On the use of parametric methods of spectral estimation in radar - the MUSIC method. Addition to the article

    I came across a good article about the method of spectral estimation, which is great for a short signal from the sum of low-noise harmonics. (-copy) Perhaps my comments will help the reader understand the essence of the method. What upset me a little was the incompletely implemented capabilities of the method. The method is used for radar - to quickly determine the direction of incoming signals (angle θ) with the subsequent goal of automatic, it must be understood, adaptation of the system. But - the author does not produce a numerical definition of this angle (and this is strange in context), although this definition is quite possible. We have only beautiful graphs, according to which, it turns out, the system still needs to “crawl” and “crawl”, determining the number and location of the maxima, which is not entirely good.

    Illustration of the author of the mentioned article

    “Problem Statement”

    Briefly: we need to somehow determine where (at what angle) the signal comes from the trellis antenna. Then to adjust it in the direction - but this is no longer in this “song”.

    “Modeling the received signal”


    (it doesn’t matter - apparently, the “symbol” must be read everywhere as a “signal”)

    Here - be careful. The author seems to be working with a certain complex signal (spatial). Although X , yes, could be, as written, a matrix of “complex amplitudes” (depending not on the coordinate, but on the spatial frequency), but, for example, XX H are “covariances” and not “spectral densities”.

    The matrix of "complex amplitudes" is more like S, with the help of which harmonic components are modeled (useful signal). Neither additive noises, nor, it seems, even harmonic components are an analytical signal here. Although harmonics, with reservations, are very close to this.


    “# General formula:
    # sqrt (N0 / 2) * (G1 + jG2),
    # where G1 and G2 are independent Gaussian processes.”

    The main thing is how the imaginary component comes from from real measurements, somehow it is not clear. It is possible, in principle, to calculate the analytical signal.

    It is possible that there is a “source” where they worked with real X (received signal). For example, the author, it seems, was very keen to “make” the resulting spectra symmetrical (even) - in all the cases considered, the test signals were given coming symmetrically to the left and right.


    We determined the range of angles θ of the arrival of the signal, in which it makes sense to look. True, then we build the graphics anyway for some reason from +90 to -90 degrees.

    “A little theory about the method itself”

    Supplement. MUSIC is obtained from autoregressive estimation (from the Yule-Walker equations) almost by itself, in the case when the variance of the conditional white noise is negligible. The results are almost the same. The SLAE solution is even somewhat more economical than the search for eigenvectors, but, by the way, for a number of reasons, the spectral decomposition of the covariance matrix with its poor conditionality would be very desirable in any way. EVD, in fact, is simply = "finding eigenvalues ​​and vectors", and nothing more. Not an algorithm.

    Why do we write a “pseudo-spectrum” - because the spectrum can only be determined from the eigenvectors of the covariance (correlation) matrix only up to a scale factor, i.e. the resulting absolute values ​​do not make sense.

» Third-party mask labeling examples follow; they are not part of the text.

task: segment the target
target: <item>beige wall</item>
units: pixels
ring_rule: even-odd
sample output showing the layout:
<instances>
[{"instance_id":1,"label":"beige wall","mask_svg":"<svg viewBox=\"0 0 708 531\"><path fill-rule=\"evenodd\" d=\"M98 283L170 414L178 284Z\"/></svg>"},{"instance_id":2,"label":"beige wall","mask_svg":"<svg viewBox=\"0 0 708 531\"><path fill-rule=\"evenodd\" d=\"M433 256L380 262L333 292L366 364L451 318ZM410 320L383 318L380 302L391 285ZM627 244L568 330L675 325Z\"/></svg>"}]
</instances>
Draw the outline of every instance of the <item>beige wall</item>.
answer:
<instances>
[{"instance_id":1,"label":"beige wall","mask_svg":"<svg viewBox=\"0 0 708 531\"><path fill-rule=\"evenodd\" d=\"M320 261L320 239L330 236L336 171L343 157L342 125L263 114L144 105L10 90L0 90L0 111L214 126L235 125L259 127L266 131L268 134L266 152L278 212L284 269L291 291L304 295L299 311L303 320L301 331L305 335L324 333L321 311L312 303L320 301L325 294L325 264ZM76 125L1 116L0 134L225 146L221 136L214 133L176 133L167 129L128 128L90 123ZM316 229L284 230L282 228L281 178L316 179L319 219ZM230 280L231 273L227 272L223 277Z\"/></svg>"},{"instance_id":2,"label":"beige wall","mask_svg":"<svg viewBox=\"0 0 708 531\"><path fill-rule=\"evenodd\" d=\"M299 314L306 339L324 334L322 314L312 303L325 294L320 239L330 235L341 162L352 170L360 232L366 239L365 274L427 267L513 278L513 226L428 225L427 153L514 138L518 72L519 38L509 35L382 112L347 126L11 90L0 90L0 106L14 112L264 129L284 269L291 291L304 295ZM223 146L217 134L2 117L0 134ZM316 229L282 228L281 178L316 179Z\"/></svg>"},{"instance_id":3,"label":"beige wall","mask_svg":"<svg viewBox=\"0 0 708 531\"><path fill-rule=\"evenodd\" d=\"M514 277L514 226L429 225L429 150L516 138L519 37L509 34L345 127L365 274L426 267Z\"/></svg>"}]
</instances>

But we need precisely and only the position of the maxima.


    - This is the most interesting. Well, firstly, U 0 are already eigenvectors, only for the covariance matrix - and “save” on their search will fail. Further. The search for solutions will lead to the need to determine the roots of the power equation, which is absolutely equivalent to another spectral decomposition. The author, apparently, confuses the eigenvalues ​​of completely different matrices.

    But ... the main thing ... now (!), Finally (!), We could logarithm the roots and numerically determine the complex “impedances” (model poles) (in the equation, this is again θ, which is not very good), which their imaginary part will show this very angle at which the signal came. It is very unfortunate that the author did not.



    That's a bit worrying - first calculated the covariance matrix of the R = the XX-th H , about which for some reason, then at some time forgot and started all over again - is decomposed into singular values and the vector of the X . They promised by text to search for the eigenvalues ​​and the vector R, which, of course, is the same, but as if more logical, when R has already been found. It is not clear what problem the author encountered.

    AboutR we recall when we evaluate the spectrum using the minimum dispersion method MVDR. And here it’s also interesting - R , judging by the script, seems to have been reversed, in full accordance with this method, in a classical way, without any SVD (pseudo-inversion), although it seems to be low-ranking (highly degenerate). I mean, are our noises so small? Well, maybe.

    Really confuses here that. The size of the "noise subspace" in the script seems to be assigned by the volitional order (equal to d). But in the real case, we don’t know how many harmonics there are in the signal, and how many noises. It was necessary to analyze these eigenvalues ​​— which of them are negligibly small, which are not.

    In general, the work is very interesting, and not only for radar. The method, I believe, has great potential, just for these types of signals. The author worked very well, and some annoying inconsistencies are not so difficult to fix. And the main thing is to supplement the article with the RootMUSIC method.